C'est la catastrophe, un branle-bas de combat qui n'est pas sans rappeler celui qui avait entouré la blessure de Neymar avant le huitième de finale retour de Ligue des champions, face au Real Madrid au mois de mars. Cette fois, à une semaine de la réception décisive de Liverpool, Neymar mais aussi Kylian Mbappé ont été touchés en équipe nationale, à moins d'une heure d'intervalle.
A 20h38, c'est "Ney" qui s'est tenu l'adducteur. Son cas semblait fichu, plus que celui de Kylian Mbappé, mais le docteur de la Seleçao (Rodrigo Lasmar) a prononcé ces mots pour SporTV: "Il a senti une gêne sur le côté droit de l'aine, le traitement a déjà commencé.
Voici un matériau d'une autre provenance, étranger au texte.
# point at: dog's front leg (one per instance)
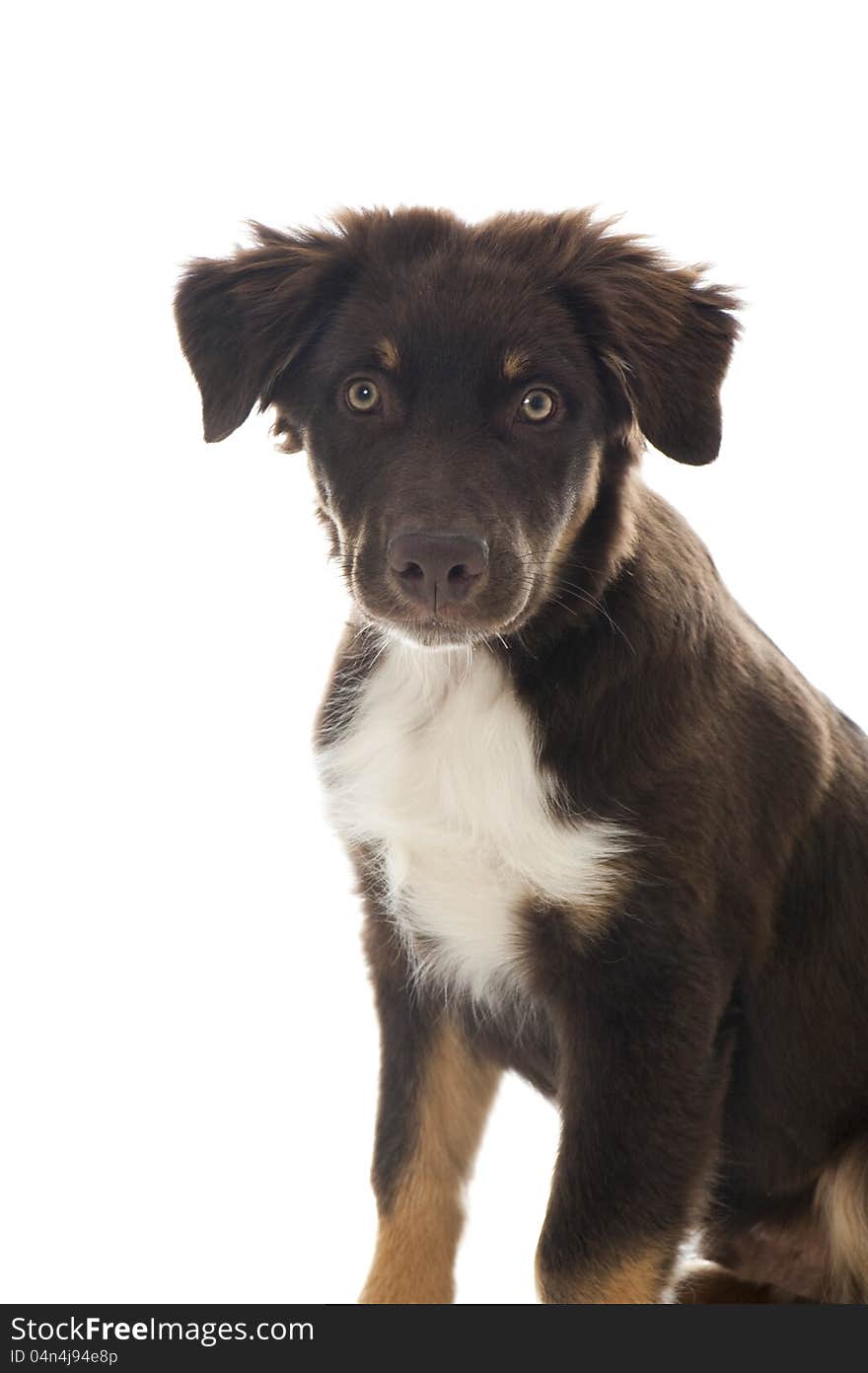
(641, 1078)
(436, 1092)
Il faut attendre l'IRM mercredi pour en savoir plus, c'est important." Et la question portait sur une participation contre... Toulouse, samedi.
Quant à Kylian Mbappé, c'est encore plus l'incertitude avant l'IRM. Il a hurlé de douleur en retombant sur son épaule aux alentours de la 30e minute de France-Uruguay, à 21h27. Mais il est revenu tout sourire sur le banc. Puis il s'est dit quand même dit "inquiet", selon M6. Une luxation mais pas de fracture, selon les premières informations du Parisien. En conférence de presse, Didier Deschamps n'en savait pas plus.